From Sweet Rowen, we moved on to Laggis Brothers, classified as an MFO (Medium Farm Operation). With its 500+ Jersey cows, it dwarfs Sweet Rowan but is miniscule compared to the large commodity farms of Wisconsin and Minnesota, which can range up to 5,000 head or more. Johanna, wife of John Laggis, was our guide. She walked us through barns where calves were only days old to one where heifers are about to give birth for the first time to rows and rows of steady milk suppliers, with 50 lbs. per day on the low end. Dairy is a “sexist business” Johanna told us, “every 90 days after giving birth we want them barefoot and pregnant.”
Johanna took us out to the fields where they grow Roundup-ready GMO corn for feed. They have about 600 acres and plan to acquire 1,000 more.

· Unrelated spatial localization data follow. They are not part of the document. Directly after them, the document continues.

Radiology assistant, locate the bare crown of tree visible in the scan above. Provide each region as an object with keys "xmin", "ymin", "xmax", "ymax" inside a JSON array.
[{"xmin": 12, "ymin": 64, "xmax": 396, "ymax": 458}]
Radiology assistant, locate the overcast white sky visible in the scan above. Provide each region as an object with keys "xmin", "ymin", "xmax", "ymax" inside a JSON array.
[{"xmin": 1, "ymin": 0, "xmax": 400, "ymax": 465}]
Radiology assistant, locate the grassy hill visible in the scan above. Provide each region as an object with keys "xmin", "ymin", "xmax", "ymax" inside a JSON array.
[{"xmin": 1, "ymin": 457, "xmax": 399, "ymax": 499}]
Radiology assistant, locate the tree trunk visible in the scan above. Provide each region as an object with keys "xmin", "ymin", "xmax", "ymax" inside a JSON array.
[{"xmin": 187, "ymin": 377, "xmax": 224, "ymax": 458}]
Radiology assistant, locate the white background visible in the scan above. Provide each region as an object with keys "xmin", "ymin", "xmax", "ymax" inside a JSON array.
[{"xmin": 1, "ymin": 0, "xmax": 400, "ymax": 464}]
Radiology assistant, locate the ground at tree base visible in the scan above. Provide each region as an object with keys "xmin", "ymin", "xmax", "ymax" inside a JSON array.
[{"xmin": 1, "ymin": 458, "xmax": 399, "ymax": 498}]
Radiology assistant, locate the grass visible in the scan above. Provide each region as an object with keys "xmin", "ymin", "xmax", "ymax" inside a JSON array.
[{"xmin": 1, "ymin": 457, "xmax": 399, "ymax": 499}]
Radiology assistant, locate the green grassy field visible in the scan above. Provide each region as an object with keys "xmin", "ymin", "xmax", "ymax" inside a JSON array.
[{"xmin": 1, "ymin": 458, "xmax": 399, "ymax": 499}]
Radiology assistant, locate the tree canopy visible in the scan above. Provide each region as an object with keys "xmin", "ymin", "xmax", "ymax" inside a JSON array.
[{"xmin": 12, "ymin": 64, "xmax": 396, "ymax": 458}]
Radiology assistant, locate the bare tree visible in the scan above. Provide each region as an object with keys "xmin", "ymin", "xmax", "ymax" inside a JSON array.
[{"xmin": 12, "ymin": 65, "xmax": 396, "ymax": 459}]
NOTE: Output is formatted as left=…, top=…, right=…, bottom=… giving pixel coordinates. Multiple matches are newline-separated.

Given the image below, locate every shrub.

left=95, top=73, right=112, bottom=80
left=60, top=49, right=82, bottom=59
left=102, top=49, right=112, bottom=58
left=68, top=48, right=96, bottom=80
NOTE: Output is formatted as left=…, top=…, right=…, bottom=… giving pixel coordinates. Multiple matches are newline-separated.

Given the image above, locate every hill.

We also saw a mountain of chopped, tightly-packed corn silage, and a plastic-covered mound weighted with car and truck tires under which we were told grass silage was fermenting – “sauerkraut for cows,” said Johanna. The effect of the farm on the senses — noise, smells, and images of cows packed together in corrals and stalls (“Jerseys are bred to be social”) was impressive.
Our final stop of the day was at the brand-new Eureka hay drying facility, still under construction, which that very day had test-dried 50 700-lb. round bales of hay. We met there with Sabina and Marko of AgriCompact Technologies who designed the facility and Andy Kehler, co-owner of Cellars of Jasper Hill for whom the facility is being built. The facility has a cooling zone as well, where the bales sit over giant fans to prevent their fermentation, waiting to be placed in the heating zone. Jasper Hill expects to be able to put up 2,000 tons of dry hay this year to feed its herds.
This building is HUGE. I was unable ascertain its actual dimensions at “press time” (which actually does not exist), but it’s HUGE.